February 1, 2019
Thyroid cancer is the fifth most common cancer diagnosed in women and accounts for more than 3 percent of all new cancer diagnoses.1 Reports indicate thyroid cancer incidence is rising, not simply because of earlier detection, but also from a true increase in disease occurrence.2 Fortunately, most patients diagnosed with thyroid cancer will survive. According to publicly available data from the Centers for Disease Control and Prevention, the annual mortality rate from thyroid cancer in the U.S. is constant at 0.5 per 100,000 population, but the number of thyroid cancer deaths is increasing.3 These trends likely reflect a growing population; however, this conclusion is based on incomplete evidence. Lim and colleagues recently identified a steady increase in incidence-based mortality for patients with thyroid cancer for nearly all histologic types and specifically for papillary thyroid cancer regardless of tumor stage or size at diagnosis.2 The underlying cause for the observed trends in thyroid cancer mortality is unclear.
The American Joint Committee on Cancer Staging Manual, Eighth Edition, published in 2017 and implemented in 2018, significantly shifted differentiated thyroid cancer (DTC) staging.4 DTC includes papillary, follicular, and most Hürthle cell cancers that retain many of the cellular features of follicular thyroid cells. DTC staging in the 8th Edition better stratifies and separates the risk of cancer mortality among the stages.5-8 Thyroid cancer staging is unique in its inclusion of patient age as a prognostic factor, although the relationship between age and mortality is poorly understood. Debate exists about the best way to incorporate age into the staging system, but most clinicians agree that it should be included.9 This newest edition shifted the age cutoff in DTC from 45 to 55, where now only those age 55 or older are eligible for stage III or IV disease depending on more typical pathologic features of disease. Other major changes include the removal of extrathyroidal extension as a determinate of tumor stage 3 (T3) disease and downgrading of regional lymph node involvement to stage II from higher stages in patients age 55 or older. Nevertheless, the long-standing mystery of how age affects mortality coupled with the recently identified increase in thyroid cancer mortality deserves further investigation.
To revisit the impact of age on thyroid cancer mortality, we investigated trends in thyroid cancer cases and outcomes from the National Cancer Database (NCDB). Interestingly, most patients diagnosed with differentiated thyroid cancer are younger than 55 years old, but patients diagnosed with medullary or anaplastic thyroid cancer are more likely to be ages 55 and older (see Table 1). Yet even after adjusting for histology, sex, race, tumor/node/metastasis staging, and treatment, being age 55 or older is associated with worse survival rates (hazard ratio 4.3, 95 percent confidence interval 3.6–5.1) than patients ages 18–54. Although this association is nothing new, the population to which it is applied is constantly changing.
Table 1. Demographics of thyroid cancer patients in NCDB, 2004–2015
The U.S. population is not only growing, it is aging as well. Between 2010 and 2017, the proportion of the U.S. population ages 55 or older increased by 3.5 percent, from 25 percent to 28.5 (see Figure 1).10 Considering the U.S. population totals nearly 329 million, a modest 3.5 percent increase in the proportion of people ages 55 or older translates to about 11.5 million people. Taken together with the knowledge that older age predicts worse survival for patients with thyroid cancer, it makes sense that an aging population would experience an increase in thyroid cancer mortality.
Figure 1. Proportion of the U.S. Population Age 55 or Greater over Time
Although it is difficult to know if the aging population accounts for the entirety of the increase in thyroid cancer mortality, it certainly plays a role.
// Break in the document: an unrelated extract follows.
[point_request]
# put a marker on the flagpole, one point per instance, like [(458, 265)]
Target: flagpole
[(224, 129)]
Kazaure and colleagues explored the impact of patient age on thyroid cancer mortality and supported arguments showing that older age is associated with a shifting molecular profile of thyroid tumors and with an incomplete response to therapy. They propose that as we gain insight into the oncogenesis of thyroid cancer, we may better understand the relationship between age and mortality, and eventually be able to routinely personalize treatment approaches based on molecular and patient profiles.9 Until then, it is important to consider the age of the patient diagnosed with thyroid cancer and carefully weigh the risks of treatment against the risks of inadequately treated disease. As a national spotlight on overtreatment appropriately swings the pendulum toward more cautious and conservative approaches for most differentiated thyroid cancers, clinicians should guard against ignoring the fact that older age portends a greater risk of cancer mortality.
Age remains an important prognostic factor for thyroid cancer, but the relationship between age and thyroid cancer mortality is unclear. Incidence-based mortality for thyroid cancer is increasing, and it makes sense that our aging population is at least partially responsible, but more research into why thyroid cancer mortality is greater in older patients is imperative. Until we obtain a grasp on why thyroid cancer behaves differently based on the age of the patient, clinicians must consider their patient’s age when counseling them about the most appropriate treatment plan.
Statistical support for this article was provided by Bryan E. Palis, Senior Statistician, and Amanda E. Browner, Statistician, NCDB.